Уже смерклось, когда Ростов поехал в квартиру главнокомандующего, отстоявшую на десять верст от авангарда Багратиона.
Зач.: Первое лицо, встретившееся ему в приемной, был князь Андрей Волконский, тот самый человек, который так странно поразил его в первое свидание у Бориса. Он считал за собою долг, ему казалось, что он оскорблен тоном этого адъютантика и что ему еще необходимо отбрить его, а вместе с тем он чувствовал участие и интерес к этому человеку. Он был рад, что увидал его, а вместе с тем почувствовал необходимость тотчас же надуться и притвориться, что он не узнает его.
— От начальника авангарда, — проговорил он официальным тоном. Князь Андрей, озабоченный и взволнованный предстоящим делом, действительно не узнал Ростова.
— Потрудитесь подождать, — сказал он своим презрительным русским выговором, сделавшимся его привычкой в обращении с незнакомыми людьми, — так князь не будет, — сказал он, — что слышно в авангарде, неприятель отступил? — и, получив утвердительный ответ, с этими словами он прошел в кабинет Кутузова. В кабинете были собраны все начальники колонн и Вейротер.
Зач.: умышленно, как показалось князю Андрею, потянулся и сказал, что так как диспозиция прочтена, то нет ничего важнее, как хорошенько выспаться перед сражением.

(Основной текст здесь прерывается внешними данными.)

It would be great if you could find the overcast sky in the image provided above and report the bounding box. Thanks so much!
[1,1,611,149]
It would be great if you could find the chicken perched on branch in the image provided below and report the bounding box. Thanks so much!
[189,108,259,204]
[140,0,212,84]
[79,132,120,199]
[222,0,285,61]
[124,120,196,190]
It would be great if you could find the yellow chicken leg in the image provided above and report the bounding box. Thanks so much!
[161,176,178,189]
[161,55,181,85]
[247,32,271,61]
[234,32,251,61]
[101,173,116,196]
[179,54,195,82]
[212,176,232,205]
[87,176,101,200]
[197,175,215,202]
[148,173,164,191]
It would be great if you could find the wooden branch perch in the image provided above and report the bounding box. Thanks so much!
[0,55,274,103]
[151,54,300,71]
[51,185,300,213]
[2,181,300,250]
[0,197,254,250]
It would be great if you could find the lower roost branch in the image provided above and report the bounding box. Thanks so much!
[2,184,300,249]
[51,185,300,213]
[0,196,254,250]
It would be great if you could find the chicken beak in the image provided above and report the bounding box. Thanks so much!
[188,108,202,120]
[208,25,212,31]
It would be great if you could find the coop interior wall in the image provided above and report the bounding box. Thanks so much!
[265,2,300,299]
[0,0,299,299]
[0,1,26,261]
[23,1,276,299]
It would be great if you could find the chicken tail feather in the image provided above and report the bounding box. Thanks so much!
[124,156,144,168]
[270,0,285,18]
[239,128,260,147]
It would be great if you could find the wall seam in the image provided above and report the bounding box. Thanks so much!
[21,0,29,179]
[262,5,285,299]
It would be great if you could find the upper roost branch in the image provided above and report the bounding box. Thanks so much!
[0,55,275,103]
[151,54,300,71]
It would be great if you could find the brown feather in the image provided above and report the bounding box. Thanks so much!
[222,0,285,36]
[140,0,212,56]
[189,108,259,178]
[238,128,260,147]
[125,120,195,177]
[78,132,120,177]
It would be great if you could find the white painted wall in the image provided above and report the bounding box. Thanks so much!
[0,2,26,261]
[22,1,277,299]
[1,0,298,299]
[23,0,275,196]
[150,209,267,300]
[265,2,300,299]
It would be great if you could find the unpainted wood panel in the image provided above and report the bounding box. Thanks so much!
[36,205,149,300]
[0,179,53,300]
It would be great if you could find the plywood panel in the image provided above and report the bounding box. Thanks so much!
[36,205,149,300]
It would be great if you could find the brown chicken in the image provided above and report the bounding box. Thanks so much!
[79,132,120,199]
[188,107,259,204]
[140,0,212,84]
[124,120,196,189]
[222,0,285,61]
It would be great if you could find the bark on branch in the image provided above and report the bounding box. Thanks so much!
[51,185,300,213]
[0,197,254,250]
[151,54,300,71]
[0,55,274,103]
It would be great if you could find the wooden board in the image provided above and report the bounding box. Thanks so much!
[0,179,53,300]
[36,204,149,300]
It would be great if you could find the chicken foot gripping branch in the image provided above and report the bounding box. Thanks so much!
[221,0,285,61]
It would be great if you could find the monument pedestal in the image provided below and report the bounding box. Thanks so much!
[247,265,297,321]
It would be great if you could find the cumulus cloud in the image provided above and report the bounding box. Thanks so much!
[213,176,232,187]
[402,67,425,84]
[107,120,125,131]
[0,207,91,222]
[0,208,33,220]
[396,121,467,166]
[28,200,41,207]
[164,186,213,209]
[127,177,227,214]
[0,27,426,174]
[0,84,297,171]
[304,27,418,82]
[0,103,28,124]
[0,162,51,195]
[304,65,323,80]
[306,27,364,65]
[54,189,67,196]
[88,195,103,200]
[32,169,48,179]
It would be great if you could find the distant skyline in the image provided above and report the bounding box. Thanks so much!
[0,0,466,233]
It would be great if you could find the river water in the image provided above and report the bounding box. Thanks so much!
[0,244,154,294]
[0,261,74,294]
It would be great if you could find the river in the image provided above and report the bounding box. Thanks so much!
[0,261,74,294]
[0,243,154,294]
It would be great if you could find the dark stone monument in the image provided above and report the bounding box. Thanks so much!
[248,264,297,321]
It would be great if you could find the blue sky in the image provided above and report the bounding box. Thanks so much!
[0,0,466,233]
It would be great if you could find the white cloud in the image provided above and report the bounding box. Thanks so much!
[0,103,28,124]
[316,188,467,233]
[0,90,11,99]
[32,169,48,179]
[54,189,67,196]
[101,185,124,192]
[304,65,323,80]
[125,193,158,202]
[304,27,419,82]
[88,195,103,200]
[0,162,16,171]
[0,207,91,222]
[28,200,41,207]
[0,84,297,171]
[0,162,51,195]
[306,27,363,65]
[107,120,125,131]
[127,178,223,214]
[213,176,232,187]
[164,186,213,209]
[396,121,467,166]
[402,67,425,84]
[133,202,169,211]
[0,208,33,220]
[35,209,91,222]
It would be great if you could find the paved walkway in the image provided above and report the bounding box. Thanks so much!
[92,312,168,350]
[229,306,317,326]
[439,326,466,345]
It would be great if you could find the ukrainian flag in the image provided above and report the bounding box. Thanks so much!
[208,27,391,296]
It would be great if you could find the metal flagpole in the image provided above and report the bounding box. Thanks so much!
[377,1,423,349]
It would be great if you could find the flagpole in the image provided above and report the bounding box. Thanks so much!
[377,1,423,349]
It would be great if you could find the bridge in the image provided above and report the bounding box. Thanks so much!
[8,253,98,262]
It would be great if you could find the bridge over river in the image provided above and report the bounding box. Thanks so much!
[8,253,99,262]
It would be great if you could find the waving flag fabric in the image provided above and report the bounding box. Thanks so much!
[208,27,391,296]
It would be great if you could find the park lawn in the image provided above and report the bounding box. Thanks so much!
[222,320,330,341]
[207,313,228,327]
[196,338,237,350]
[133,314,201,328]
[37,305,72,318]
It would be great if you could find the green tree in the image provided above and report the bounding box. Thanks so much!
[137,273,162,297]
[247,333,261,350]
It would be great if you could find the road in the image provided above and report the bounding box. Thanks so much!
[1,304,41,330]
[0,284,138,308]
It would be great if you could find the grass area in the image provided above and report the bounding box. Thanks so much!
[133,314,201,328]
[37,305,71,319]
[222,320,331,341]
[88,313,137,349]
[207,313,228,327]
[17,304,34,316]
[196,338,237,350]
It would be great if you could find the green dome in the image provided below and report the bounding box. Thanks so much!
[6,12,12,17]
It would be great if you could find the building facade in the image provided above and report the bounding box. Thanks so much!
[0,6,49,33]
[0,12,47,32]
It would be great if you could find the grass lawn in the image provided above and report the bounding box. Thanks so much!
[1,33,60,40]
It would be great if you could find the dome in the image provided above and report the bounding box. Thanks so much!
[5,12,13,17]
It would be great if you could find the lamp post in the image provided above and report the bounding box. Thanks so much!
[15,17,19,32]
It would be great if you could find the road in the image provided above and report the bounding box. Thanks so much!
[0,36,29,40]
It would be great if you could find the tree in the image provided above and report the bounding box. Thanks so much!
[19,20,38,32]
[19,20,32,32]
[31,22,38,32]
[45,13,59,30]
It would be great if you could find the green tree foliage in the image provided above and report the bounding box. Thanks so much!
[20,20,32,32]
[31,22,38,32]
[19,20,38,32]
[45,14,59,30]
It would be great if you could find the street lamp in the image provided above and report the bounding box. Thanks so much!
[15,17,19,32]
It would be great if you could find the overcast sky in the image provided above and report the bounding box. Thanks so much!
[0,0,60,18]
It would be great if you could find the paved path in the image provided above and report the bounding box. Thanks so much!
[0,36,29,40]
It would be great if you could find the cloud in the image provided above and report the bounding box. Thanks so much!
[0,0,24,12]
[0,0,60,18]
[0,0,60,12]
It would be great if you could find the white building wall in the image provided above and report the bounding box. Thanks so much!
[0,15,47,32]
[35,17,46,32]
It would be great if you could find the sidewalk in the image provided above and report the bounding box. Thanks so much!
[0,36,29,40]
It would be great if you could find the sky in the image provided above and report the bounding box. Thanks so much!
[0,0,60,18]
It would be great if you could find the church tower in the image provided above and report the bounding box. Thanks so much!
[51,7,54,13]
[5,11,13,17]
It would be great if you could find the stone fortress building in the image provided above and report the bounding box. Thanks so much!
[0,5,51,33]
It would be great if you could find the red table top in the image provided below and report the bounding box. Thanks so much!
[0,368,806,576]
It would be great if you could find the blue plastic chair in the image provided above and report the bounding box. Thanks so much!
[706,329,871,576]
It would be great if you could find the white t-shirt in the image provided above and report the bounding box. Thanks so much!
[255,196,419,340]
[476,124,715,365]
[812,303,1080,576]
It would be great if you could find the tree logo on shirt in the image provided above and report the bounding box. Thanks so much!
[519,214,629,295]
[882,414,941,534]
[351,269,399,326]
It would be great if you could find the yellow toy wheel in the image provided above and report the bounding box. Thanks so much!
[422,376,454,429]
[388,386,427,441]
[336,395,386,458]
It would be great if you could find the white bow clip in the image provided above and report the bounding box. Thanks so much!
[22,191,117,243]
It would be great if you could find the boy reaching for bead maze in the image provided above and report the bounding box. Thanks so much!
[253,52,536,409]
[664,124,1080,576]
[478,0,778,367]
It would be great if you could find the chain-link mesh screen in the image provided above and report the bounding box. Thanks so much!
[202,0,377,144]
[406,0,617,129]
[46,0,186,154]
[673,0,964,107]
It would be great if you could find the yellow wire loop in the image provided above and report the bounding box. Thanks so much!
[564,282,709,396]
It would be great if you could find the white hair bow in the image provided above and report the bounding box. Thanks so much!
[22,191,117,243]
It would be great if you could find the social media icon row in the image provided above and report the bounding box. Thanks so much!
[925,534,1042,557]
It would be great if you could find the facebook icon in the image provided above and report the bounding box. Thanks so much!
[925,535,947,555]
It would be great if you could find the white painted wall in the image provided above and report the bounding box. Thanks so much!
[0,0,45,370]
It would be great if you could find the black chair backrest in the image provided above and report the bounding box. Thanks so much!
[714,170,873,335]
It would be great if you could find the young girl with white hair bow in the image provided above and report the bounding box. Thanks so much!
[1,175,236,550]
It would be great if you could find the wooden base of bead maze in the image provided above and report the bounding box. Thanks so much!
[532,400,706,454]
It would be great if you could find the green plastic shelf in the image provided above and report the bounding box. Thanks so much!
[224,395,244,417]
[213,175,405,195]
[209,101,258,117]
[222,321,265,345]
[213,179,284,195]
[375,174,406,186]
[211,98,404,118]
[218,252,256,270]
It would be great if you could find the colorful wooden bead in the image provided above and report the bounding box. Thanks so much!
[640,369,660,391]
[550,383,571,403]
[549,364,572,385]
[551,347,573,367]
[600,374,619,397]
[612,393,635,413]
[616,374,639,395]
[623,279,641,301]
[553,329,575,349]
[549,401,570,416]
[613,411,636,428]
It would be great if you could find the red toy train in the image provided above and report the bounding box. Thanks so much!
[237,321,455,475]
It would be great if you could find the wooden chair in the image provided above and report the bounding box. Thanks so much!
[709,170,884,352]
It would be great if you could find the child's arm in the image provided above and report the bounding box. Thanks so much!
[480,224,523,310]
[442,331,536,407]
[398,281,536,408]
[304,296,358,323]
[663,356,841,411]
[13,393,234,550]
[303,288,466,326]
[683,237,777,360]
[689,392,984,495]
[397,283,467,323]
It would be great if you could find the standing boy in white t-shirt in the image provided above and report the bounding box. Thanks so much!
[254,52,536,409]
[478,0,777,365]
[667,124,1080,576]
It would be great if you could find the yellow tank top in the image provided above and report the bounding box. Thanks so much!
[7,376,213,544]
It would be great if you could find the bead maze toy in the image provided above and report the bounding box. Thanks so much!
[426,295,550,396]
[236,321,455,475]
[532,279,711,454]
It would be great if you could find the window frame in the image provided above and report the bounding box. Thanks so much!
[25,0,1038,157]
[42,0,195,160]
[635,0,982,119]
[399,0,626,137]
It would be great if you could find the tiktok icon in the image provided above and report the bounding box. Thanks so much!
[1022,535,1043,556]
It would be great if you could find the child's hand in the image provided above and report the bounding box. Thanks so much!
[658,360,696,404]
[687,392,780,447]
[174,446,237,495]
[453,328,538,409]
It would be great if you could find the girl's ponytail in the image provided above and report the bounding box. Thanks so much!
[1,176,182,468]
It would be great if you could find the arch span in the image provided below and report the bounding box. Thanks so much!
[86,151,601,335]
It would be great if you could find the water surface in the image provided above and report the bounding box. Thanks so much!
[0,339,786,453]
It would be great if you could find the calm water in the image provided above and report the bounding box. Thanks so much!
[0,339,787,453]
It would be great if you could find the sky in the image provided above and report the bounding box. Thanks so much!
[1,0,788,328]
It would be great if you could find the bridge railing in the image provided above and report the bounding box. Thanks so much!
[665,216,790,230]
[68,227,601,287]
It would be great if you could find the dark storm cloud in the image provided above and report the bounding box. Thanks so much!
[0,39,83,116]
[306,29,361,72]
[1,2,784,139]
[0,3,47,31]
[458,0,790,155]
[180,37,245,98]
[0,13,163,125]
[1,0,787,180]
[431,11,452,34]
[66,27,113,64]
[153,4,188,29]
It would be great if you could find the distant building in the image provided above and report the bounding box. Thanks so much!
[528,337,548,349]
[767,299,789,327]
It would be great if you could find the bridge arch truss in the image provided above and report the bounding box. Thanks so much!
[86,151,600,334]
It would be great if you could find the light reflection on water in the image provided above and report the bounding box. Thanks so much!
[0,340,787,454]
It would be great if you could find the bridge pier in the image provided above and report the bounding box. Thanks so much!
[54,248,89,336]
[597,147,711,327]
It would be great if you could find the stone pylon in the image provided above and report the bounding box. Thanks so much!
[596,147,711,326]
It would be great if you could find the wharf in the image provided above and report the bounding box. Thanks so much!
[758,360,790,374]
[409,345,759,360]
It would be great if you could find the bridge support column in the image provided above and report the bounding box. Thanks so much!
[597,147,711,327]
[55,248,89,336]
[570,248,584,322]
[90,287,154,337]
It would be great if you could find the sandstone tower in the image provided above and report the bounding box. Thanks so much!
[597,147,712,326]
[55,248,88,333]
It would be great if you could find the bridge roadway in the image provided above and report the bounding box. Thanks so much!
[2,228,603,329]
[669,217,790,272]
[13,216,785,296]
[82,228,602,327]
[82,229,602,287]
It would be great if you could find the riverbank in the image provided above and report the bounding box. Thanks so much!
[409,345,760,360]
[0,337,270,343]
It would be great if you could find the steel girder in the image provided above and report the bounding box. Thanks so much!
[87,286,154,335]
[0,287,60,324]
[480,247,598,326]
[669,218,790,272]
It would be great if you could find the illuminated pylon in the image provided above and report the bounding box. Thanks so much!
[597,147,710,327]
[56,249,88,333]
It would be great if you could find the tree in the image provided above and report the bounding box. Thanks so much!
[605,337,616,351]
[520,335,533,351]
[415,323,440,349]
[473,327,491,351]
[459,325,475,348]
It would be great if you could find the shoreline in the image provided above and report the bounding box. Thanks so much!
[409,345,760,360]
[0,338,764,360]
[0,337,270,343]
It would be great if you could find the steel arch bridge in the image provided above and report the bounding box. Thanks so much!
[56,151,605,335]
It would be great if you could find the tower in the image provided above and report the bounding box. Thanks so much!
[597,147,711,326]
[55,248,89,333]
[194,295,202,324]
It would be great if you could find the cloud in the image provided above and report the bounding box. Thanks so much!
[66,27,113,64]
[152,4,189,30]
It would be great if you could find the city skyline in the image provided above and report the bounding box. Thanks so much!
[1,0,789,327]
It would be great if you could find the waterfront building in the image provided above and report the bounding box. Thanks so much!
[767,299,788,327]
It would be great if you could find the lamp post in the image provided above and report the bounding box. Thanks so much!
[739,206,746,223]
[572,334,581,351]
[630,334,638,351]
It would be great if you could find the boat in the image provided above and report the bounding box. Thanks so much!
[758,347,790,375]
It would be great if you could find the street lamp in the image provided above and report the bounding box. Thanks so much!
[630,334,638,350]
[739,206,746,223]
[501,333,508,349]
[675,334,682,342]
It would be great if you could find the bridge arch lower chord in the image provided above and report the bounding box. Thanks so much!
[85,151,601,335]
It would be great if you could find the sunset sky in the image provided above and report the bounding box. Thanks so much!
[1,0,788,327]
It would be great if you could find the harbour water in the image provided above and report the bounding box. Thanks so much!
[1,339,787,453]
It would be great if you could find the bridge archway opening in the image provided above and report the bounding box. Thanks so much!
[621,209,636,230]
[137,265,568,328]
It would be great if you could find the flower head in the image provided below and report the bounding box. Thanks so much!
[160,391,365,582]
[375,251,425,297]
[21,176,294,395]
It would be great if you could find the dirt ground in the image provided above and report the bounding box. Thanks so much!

Зачеркнуто: Ростов должен был дожидаться. Князь Андрей, два дня тому назад князем Долгоруким совершенно убежденный в успешности предстоящего дела, с досадой слушал возражения Ланжерона, очевидно продиктованные чувством оскорбленного самолюбия, и еще более досадовал и недоумевал, глядя на странное презрительное положение, принятое Кутузовым в отношении Вейротера. «Неужели он в самом деле спал или он хотел показать презрение к приемам решения военных дел в кабинете? Или неужели тут играет роль только мелочно задетое самолюбие? Тогда это ужасно», говорил он сам себе. «Как быть равнодушным к делу, решающему не только судьбу восьмидесяти тысяч человек, но и судьбу русского оружия и все из-за того, что оскорблено наше мелочное самолюбие каким-нибудь или в пользу какого-нибудь австрийского шмерца. Я слушал эти распоряжения», говорил сам себе князь Андрей, «et je n’y ai rien à redire, rien à redire» [и мне нечего возразить, нечего возразить].